Третья девушка, все это время молчавшая, согласно кивнула и вместе с Этти поднялась на ноги. Роберт и Кэтрин протянули им ракетки и мяч, и две сестры степенно двинулись к корту. Младшая сестра, бросив на мать вопросительный взгляд и получив в ответ неохотный, но все же разрешающий кивок, поспешила за ними и остановилась на краю корта, чтобы лучше видеть игру. Роберт тоже стал следить за игрой, однако лицо у него при этом было такое скучающее и раздраженное, словно он делал это по обязанности или же просто потому, что больше заняться ему было нечем.
— Кон, ты чем-то расстроен? — спросила его мать. Она всегда называла старшего сына его вторым именем — Фолкон, а часто еще и сокращала его до одного единственного последнего слога.
— Нет, мама, что вы, — молодой человек присел рядом с ней на краешек скамейки и вымученно улыбнулся. — Просто немного скучаю. И я все время чувствую, что зря теряю здесь время.
— Но ведь ты не отдыхал несколько лет… — осторожно произнесла женщина. — И неизвестно, когда ты теперь в следующий раз сможешь сюда приехать. Неужели тебе с нами совсем не интересно?
Роберт снова открыл было рот для сердитого ответа, но в последний момент сдержался. Он все равно не сможет объяснить матери, почему ему было так плохо в своем родном поместье в кругу семьи: ни она, ни его сестры ни за что не поймут, как можно скучать рядом с близкими родственниками, которые тебя любят. Женщинам вообще не дано понять очень многое, а потому и вести с ними серьезные беседы не следует — бесполезно.
Ханна Скотт тяжело вздохнула — разговор со старшим сыном огорчал ее ничуть не меньше, чем его самого.
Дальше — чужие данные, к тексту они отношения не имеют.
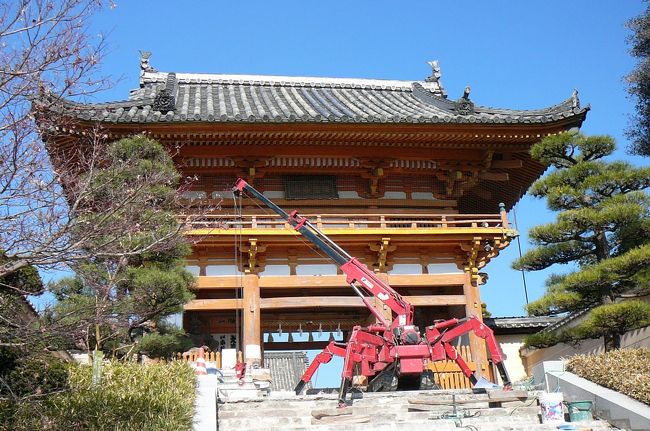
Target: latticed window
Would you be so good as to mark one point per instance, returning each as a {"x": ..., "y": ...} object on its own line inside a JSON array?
[{"x": 310, "y": 187}]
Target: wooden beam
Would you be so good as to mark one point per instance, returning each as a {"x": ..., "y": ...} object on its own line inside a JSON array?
[
  {"x": 481, "y": 193},
  {"x": 328, "y": 281},
  {"x": 213, "y": 304},
  {"x": 494, "y": 176},
  {"x": 296, "y": 345},
  {"x": 435, "y": 300},
  {"x": 354, "y": 301},
  {"x": 507, "y": 164}
]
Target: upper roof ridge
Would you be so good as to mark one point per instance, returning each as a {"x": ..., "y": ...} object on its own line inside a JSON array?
[
  {"x": 183, "y": 77},
  {"x": 149, "y": 75}
]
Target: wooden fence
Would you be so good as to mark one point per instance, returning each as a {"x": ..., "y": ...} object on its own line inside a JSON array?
[
  {"x": 447, "y": 374},
  {"x": 214, "y": 357}
]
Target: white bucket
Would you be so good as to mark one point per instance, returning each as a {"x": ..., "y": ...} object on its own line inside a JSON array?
[{"x": 551, "y": 404}]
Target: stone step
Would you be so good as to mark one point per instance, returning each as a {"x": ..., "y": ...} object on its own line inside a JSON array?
[
  {"x": 387, "y": 412},
  {"x": 448, "y": 425}
]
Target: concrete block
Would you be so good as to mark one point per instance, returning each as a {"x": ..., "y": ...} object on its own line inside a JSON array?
[
  {"x": 228, "y": 358},
  {"x": 540, "y": 370},
  {"x": 620, "y": 410},
  {"x": 205, "y": 411}
]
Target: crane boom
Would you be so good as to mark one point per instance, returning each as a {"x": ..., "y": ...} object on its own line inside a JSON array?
[
  {"x": 358, "y": 275},
  {"x": 386, "y": 350}
]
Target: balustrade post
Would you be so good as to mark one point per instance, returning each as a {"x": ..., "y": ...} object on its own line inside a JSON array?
[{"x": 504, "y": 215}]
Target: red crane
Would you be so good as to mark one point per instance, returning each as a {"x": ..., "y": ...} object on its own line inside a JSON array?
[{"x": 386, "y": 351}]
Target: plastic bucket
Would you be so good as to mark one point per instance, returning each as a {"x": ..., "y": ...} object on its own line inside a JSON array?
[
  {"x": 580, "y": 411},
  {"x": 551, "y": 404}
]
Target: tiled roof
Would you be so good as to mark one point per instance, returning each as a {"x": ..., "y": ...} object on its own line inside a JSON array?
[
  {"x": 167, "y": 97},
  {"x": 520, "y": 324},
  {"x": 286, "y": 369}
]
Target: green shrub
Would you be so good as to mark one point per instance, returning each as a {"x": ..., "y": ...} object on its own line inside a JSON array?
[
  {"x": 625, "y": 370},
  {"x": 157, "y": 397},
  {"x": 25, "y": 382},
  {"x": 158, "y": 345}
]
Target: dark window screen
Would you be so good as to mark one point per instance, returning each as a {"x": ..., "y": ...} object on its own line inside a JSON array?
[{"x": 310, "y": 187}]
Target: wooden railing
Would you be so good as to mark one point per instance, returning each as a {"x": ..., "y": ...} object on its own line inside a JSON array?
[
  {"x": 355, "y": 221},
  {"x": 447, "y": 374},
  {"x": 209, "y": 357}
]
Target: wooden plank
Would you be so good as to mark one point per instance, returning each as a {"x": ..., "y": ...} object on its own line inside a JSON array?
[
  {"x": 226, "y": 282},
  {"x": 501, "y": 395},
  {"x": 464, "y": 231},
  {"x": 507, "y": 164},
  {"x": 494, "y": 176},
  {"x": 213, "y": 304},
  {"x": 327, "y": 281},
  {"x": 435, "y": 300},
  {"x": 353, "y": 301}
]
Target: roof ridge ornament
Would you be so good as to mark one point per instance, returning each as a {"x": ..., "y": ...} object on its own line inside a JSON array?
[
  {"x": 165, "y": 99},
  {"x": 464, "y": 106},
  {"x": 575, "y": 100},
  {"x": 145, "y": 66},
  {"x": 436, "y": 73}
]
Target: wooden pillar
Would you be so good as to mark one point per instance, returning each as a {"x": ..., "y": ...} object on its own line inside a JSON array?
[
  {"x": 203, "y": 263},
  {"x": 383, "y": 308},
  {"x": 251, "y": 320},
  {"x": 473, "y": 308}
]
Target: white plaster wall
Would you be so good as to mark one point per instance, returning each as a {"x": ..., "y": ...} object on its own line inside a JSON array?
[{"x": 510, "y": 345}]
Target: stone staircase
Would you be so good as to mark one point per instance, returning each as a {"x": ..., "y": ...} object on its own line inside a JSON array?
[{"x": 397, "y": 411}]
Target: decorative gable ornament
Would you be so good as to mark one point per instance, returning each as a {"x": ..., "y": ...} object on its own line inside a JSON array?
[{"x": 464, "y": 106}]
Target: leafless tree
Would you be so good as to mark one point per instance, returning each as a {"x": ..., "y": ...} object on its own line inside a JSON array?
[
  {"x": 45, "y": 48},
  {"x": 46, "y": 54}
]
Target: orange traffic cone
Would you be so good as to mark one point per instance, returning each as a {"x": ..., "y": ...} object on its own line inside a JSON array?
[{"x": 200, "y": 369}]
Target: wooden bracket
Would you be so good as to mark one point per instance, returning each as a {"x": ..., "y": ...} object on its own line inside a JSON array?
[
  {"x": 382, "y": 250},
  {"x": 252, "y": 249}
]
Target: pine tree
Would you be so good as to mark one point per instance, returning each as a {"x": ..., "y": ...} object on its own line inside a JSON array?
[
  {"x": 116, "y": 298},
  {"x": 602, "y": 226}
]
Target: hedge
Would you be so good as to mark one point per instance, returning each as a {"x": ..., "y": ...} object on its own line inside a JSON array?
[
  {"x": 625, "y": 370},
  {"x": 156, "y": 397}
]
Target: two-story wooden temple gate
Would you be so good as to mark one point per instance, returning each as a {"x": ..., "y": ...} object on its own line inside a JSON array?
[{"x": 395, "y": 172}]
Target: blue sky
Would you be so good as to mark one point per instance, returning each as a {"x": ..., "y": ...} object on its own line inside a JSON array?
[{"x": 526, "y": 54}]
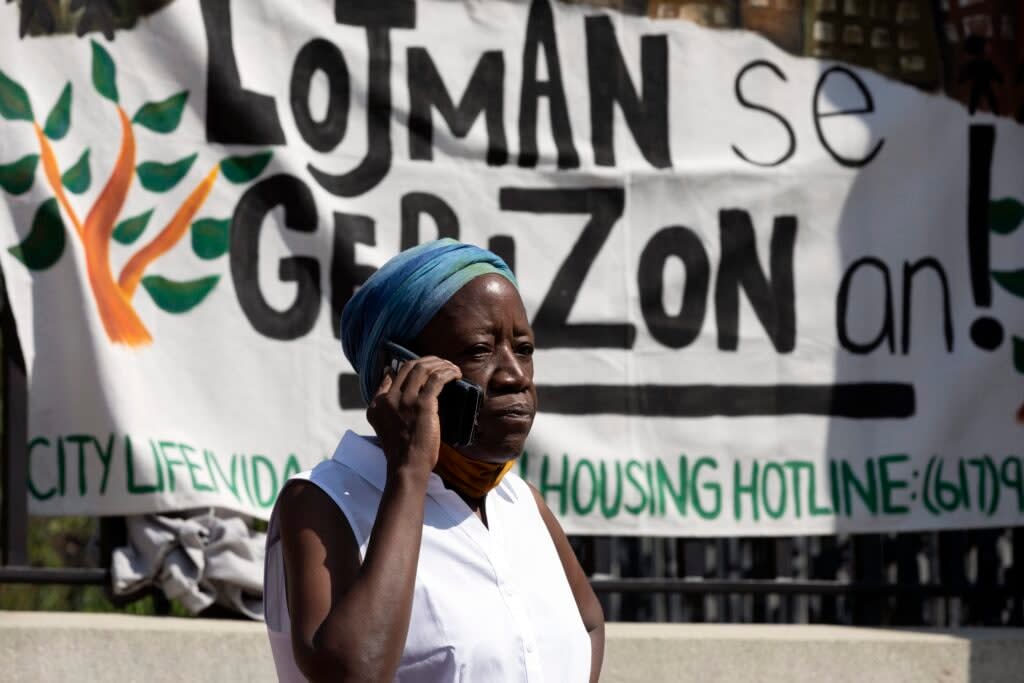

Десять лет назад они с мужем с трудом могли скрыть свою радость от того, что их любимый Кон поступил в училище Форстера, начал меняться в лучшую сторону и из неряшливого и не слишком трудолюбивого мальчишки превратился в подтянутого, строгого к себе и к другим и безупречно-аккуратного молодого человека. Но теперь, когда он, впервые за долгие годы, приехал домой на целое лето и Ханна смогла как следует присмотреться к сыну, она поняла, что вместе с недостатками Фолкон лишился чего-то еще — чего-то неуловимого, что она не могла точно определить словами, но чего ей безумно не хватало. А тяжелее всего для миссис Скотт было то, что она уже не могла, как прежде, когда Кон был ребенком, откровенно поговорить с ним и расспросить его о том, что он чувствует. Между ними словно бы появилась невидимая, но совершенно непроницаемая стена и пробиться через нее у Ханны не было никакой возможности.
Зато что она по-прежнему могла, так это воспитывать своего младшего сына Арчи и дочерей, которые как раз сейчас снова слишком азартно увлеклись партией в теннис: восторженные голоса всех трех девушек так и звенели над кортом. А это для порядочных молодых леди было, разумеется, недопустимо, и Ханна уже начинала жалеть, что они с мужем разрешили дочкам заниматься этим беспокойным спортом.
— Девочки, заканчивайте! — громко произнесла миссис Скотт строгим голосом. — Нам пора домой.
Старшие сестры, Этти и Роуз, без возражений опустили ракетки и пошли к матери, которой Роберт помог подняться со скамейки. Кэтрин попыталась было начать спорить и уговаривать мать разрешить ей сыграть "самый последний разочек", но Ханна ответила ей таким ледяным взглядом, что девушка испуганно замолчала и, вслед за сестрами, побрела по аллее в сторону дома.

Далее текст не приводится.